Akka, Concurrency, etc.

Akka HTTP response streaming

response-streaming

In this article, I am going to introduce HTTP response streaming, which is also described in the official Akka HTTP doc on the Source Streaming/JSON streaming page.

For thoese who are interested, full source code is available here, with instruction to run the example.

There are common use cases where such HTTP response streaming is useful, for example:

  1. The client GUI application immediately processes every small chunk of data as soon as received, for quicker rendering
  2. The HTTP server sends a huge amount of data in a back-pressured fashion so that the client is not overwhelmed

For 1, Oboe.js seems to be a good example. It has nice features and also graet animation on its website illustrating its capabilities, so I would highly recommend visiting the Oboe.js site .

HTTP request without vs. with streaming

You might wonder that HTTP response streaming is not useful, if the HTTP server can respond with a small but complete HTTP request upon each of frequent HTTP requests, which is illustrated as "HTTP response without streaming" in the below animation.

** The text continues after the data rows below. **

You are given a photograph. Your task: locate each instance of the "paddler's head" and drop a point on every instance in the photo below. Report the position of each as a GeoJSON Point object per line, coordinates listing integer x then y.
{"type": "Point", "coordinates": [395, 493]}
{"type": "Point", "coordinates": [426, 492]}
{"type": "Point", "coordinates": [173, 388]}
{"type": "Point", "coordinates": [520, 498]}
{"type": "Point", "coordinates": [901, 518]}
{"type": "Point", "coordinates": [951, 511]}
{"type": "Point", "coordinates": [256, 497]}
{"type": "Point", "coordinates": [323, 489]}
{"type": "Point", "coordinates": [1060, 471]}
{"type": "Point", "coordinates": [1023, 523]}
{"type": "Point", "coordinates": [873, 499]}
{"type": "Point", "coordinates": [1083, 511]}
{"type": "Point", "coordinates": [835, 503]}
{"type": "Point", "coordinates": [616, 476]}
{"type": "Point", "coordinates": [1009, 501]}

response-streaming-comparison1

That might work in some cases, but if the latency is large between the client and the server, you can get throughput benefit with only a single request then returning multiple chunks by HTTP response streaming, because the client doesn't need the second and following requests before receiving more chunks.

WebSocket vs. HTTP request streaming

You might also think that WebSocket can do the same thing, and yes, in certain cases you can achieve the same goals using WebSocket.

However, they are just differnt things that can be used for different purposes, even if there could be some overlap in the use cases. WebSocket is bi-directional connectivity based on its own protocol, but HTTP response streaming happens within a single HTTP request/response roundtrip, and it is Akka HTTP's implementation of HTTP Chunked Transfer Encoding RFC7230 section 4.1.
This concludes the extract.